Home/Articles/What is Medicare? How is it different from Medicaid?
Medicare is a federal health insurance program. It serves people 65 and older, younger disabled patients, and dialysis patients. Patients pay part of costs through deductibles. Small monthly premiums are required for non-hospital coverage. Medicare is also a federal program run by a federal agency (the Centers for Medicare & Medicaid Services), so it is essentially the same everywhere in the country.
Medicaid is an assistance program. It serves low-income people regardless of age, and patients usually pay nothing, or a small co-payment, for covered medical expenses. It is a federal-state program, which means it is run by state and local governments within federal guidelines. Consequently, who Medicaid covers and how it works varies from state to state. There were about 82.9 million Medicaid beneficiaries as of 2018.
What is the history of Medicare, and how has the program changed over time?
Medicare and Medicaid were established on July 30, 1965, when President Lyndon B. Johnson signed a bill into law establishing both programs. Originally, Medicare had two parts: Part A for hospital insurance and Part B for medical insurance.
At first, Medicare was only available to those 65 and older. The Social Security Amendments of 1972 expanded Medicare to cover the disabled, and people with end-stage renal disease requiring dialysis or kidney transplant.
The Medicare Prescription Drug Improvement and Modernization Act expanded Medicare again in 2003 to include prescription drug coverage. The new optional drug benefit, known as Medicare Part D, went into effect in 2006.
The 2003 law also made the biggest changes to Medicare in 38 years. Under it, private health plans approved by Medicare were added as Medicare Advantage Plans, which are also known as “Part C” or “MA Plans.”
About 61 million people were enrolled in Medicare in 2019.
What’s covered under Medicare?
The different parts of Medicare help cover specific services.
Medicare Part A (hospitalinsurance) covers hospital stays, care in a skilled nursing facility, hospice care, and some home health care. Part A is half of base Medicare. In 2019, Part A spending was $322.8 billion.
Medicare Part B (medicalinsurance) covers some doctors’ services, outpatient care, medical supplies, and preventive services. Part B is the other half of base Medicare. In 2019, Part B spending totaled $365.7 billion.
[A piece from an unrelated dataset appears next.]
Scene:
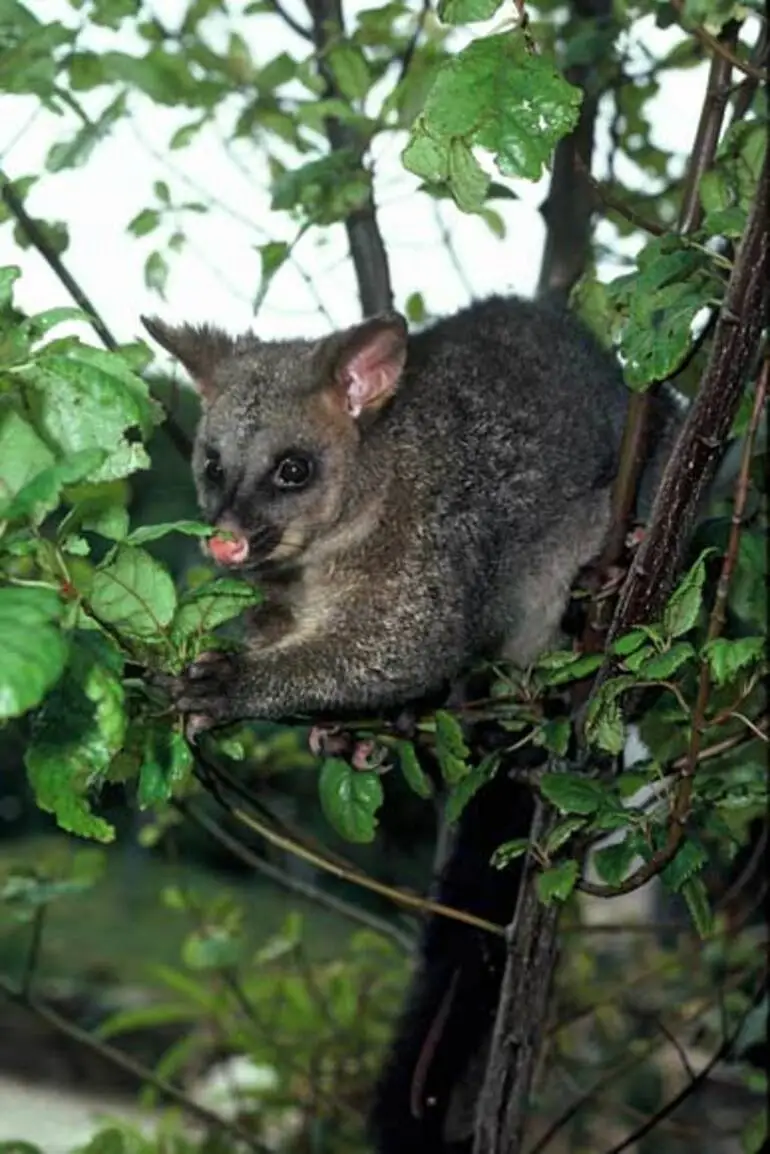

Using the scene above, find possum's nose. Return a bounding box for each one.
[207,530,249,565]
Medicare, Part C (private health plans) are Medicare-approved private medical insurance that goes over and above Part A and B. Part C plans do not involve federal expenditures. About 22.9 million people have Part C plans as of 2019.
Medicare Part D (prescription drug coverage) helps cover the cost of prescription drugs, including many recommended shots or vaccines. In 2019, Part D spending totaled $97.1 billion. About 47.2 million people have Part D plans as of 2019.
Medicare enrollment continues to rise for each program type.
The US Treasury holds two trust fund accounts to pay for Medicare: the Hospital Insurance Trust Fund and the Supplemental Medical Insurance Trust Fund.
The Hospital Insurance Trust Fund is funded by payroll taxes, income taxes paid on Social Security benefits, interest earned on the trust fund’s investments, and Medicare Part A premiums from people who aren’t eligible for premium-free Part A. It pays for Medicare Part A benefits and Medicare Program administration.
The Supplemental Medical Insurance Trust Fund is paid for by funds authorized by Congress, premiums from people enrolled in Medicare Part B and Medicare Part D, and interest earned on its investments. It pays for Part B benefits, Part D, and Medicare Program administration.
How much does Medicare cost for enrollees?
Each part of Medicare pays out benefits in different ways and requires different financial obligations from enrollees. Part A benefits do not require payments unless the enrollee is under the age of 65. Part B benefits require premiums based on an enrollee’s annual income. Part C benefits may cover part or all of Part B premiums. Some Part C plans require premiums in addition to the base Part B costs. Part D benefit costs differ depending on the plan of the enrollee.
States handle Medicaid benefits and eligibility differently.
Since Medicaid is an assistance program run by state governments, it varies widely between states. The Affordable Care Act provided financial incentives to states that expanded Medicaid eligibility. The law provided federal funds for the entire expansion and eventually phased down federal funding to 90% after three years. Thirty-nine states have since expanded Medicaid eligibility as part of the program.
States can apply to the federal government if they wish to change who is eligible for Medicaid or what benefits are covered under the program. Examples of those changes include requiring people to work to be Medicaid eligible, viewing single adults without children as not eligible for the program, or requiring co-payments to use Medicaid benefits.
The Biden administration instructed states with Medicaid work requirements to withdraw those adjustments since February 2021. The administration also denied work requirement requests from six other states.